Und hier, im finsteren Weiler seiner Kindheit, formte sich aus den Erfahrungen früherer Tage ein Bild in seinem Geiste, das sich nicht wieder abschütteln ließ: Ein groteskes Geschöpf, eine monströse Stabheuschrecke, die größer war als ein Jurakai und sich durch das Unterholz wand, sich vor Entdeckung einfach dadurch schützte, daß es eins wurde mit seiner Umgebung...

Indigo schüttelte sich, doch so unwahrscheinlich der Gedanke auch war, so verlockend schien er zu erklären, was gerade vorgefallen war. Erst der Ruf Nachtfalkes brachte ihn wieder zurück in die Wirklichkeit.

 „Indigo!“

„Ich komme!“ gab der Junge zurück und warf einen letzten Blick auf die verknoteten Äste vor sich, versuchte einen Kopf oder Augen zu erkennen, die nicht in das Dickicht hineinpassten. Doch da war nichts, abgesehen von bleichen Zweigen und starren Ästen...

„Indigo?“

„Sofort.“ Er wandte sich ab und fand Nachtfalke vor seinem Sa’e, mit verschränkten Armen und erbostem Ausdruck. Der Alte nahm Indigo bei der Hand und zerrte ihn in die Höhle des Baumes.

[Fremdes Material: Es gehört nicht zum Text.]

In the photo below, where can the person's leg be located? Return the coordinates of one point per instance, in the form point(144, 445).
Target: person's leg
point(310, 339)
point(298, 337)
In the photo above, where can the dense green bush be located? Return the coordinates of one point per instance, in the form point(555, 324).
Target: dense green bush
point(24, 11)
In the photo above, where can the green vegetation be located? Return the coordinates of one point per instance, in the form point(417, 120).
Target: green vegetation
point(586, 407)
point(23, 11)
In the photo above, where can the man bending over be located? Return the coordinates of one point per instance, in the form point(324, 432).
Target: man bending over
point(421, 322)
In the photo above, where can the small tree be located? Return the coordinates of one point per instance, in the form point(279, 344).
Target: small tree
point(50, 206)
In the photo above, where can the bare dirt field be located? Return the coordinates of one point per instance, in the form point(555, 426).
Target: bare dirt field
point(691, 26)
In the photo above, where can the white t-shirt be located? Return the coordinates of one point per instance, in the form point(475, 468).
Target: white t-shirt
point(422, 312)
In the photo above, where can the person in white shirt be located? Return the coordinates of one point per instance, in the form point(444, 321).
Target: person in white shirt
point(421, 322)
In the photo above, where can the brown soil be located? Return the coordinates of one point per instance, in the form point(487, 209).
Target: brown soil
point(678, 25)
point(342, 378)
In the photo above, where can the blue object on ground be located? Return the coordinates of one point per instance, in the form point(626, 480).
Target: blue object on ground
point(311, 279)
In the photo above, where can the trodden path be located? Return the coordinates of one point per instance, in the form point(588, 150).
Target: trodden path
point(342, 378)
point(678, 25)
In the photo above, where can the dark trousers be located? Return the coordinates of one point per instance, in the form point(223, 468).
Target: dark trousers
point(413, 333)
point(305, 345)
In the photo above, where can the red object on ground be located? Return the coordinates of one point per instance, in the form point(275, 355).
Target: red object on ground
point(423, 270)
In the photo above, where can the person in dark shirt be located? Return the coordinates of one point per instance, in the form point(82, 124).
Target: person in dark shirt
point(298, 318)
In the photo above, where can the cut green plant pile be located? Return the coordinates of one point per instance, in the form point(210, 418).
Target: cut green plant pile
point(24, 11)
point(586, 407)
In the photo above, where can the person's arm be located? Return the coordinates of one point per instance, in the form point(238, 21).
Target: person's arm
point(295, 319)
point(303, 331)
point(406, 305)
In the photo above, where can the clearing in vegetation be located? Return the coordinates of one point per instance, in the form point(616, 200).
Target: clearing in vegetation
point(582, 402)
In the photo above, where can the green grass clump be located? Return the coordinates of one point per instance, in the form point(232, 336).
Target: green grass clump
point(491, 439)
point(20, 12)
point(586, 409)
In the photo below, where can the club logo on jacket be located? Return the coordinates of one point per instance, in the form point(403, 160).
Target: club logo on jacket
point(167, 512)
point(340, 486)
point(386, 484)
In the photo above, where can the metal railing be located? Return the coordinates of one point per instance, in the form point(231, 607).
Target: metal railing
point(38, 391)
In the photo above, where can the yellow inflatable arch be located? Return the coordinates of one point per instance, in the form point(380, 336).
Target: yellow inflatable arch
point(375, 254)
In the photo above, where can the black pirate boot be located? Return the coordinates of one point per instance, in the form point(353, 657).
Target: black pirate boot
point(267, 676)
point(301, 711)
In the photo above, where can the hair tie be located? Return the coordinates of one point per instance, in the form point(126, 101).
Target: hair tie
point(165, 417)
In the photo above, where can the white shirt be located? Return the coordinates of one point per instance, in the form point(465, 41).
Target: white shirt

„Es ist weg“ sagte er mit vorwurfsvoller, jedoch väterlicher Stimme, um den aufgebrachten Jungen zu beruhigen. „Kurz nach dir habe auch ich es gespürt, doch es ist weg.“

„Ich weiß“ erwiderte Indigo. „Ganz kurz dachte ich, daß ich es erwischen könnte...“

Nachtfalke musterte ihn grimmig. „Bist du dir im Klaren darüber, welcher Gefahr du dich gerade ausgesetzt hast, Junge? Dort draußen war etwas, das uns unbekannt ist, und das erste, was dir einfällt, ist, ihm nachzuspringen. Ebensogut hättest du dir auch ein Messer an die Kehle setzen können.“

„Ich wollte es finden, Falke! Und glaubst du wirklich, daß es etwas Böses hier in Eldraja’aro geben könnte? Daß jemand oder etwas es schaffen könnte, bis hierher vorzudringen und—„

„Verlaß dich nicht auf eine Sicherheit, die du dir nicht selbst geschaffen hast, Indigo. Diese Weisheit kann dir eine Menge Ärger ersparen.“

Obwohl auch Indigo die Fremdartigkeit des Wesens gespürt hatte, so war er sich doch unschlüssig darüber, ob es tatsächlich etwas Böses im Schilde geführt hatte. „Ich denke, die Wissenden Gräser hätten uns mitgeteilt—„

„Nichts bietet einen völligen Schutz, Indigo. Kein Schild ist so sicher, daß man es nicht umgehen könnte, keine Falle so perfekt, daß man sie nicht sieht. Wir dürfen uns nichts vormachen: Wenn jemand oder etwas es tatsächlich darauf anlegt, bis ins Innere von Eldraja’aro vorzudringen... so kann er es durchaus schaffen. Nichts ist völlig sicher. Hüte dich vor derlei Gedanken. Sie führen zu Torheit.“

Indigo blinzelte. Was war nur mit Falke los? Er war so anders, seit er von der Weide des Sommers zurückgekehrt war. In allem sah er etwas Schlechtes oder eine Bedrohung... doch so war er früher nicht gewesen. Was veranlaßte ihn bloß dazu, derart schwarz zu sehen?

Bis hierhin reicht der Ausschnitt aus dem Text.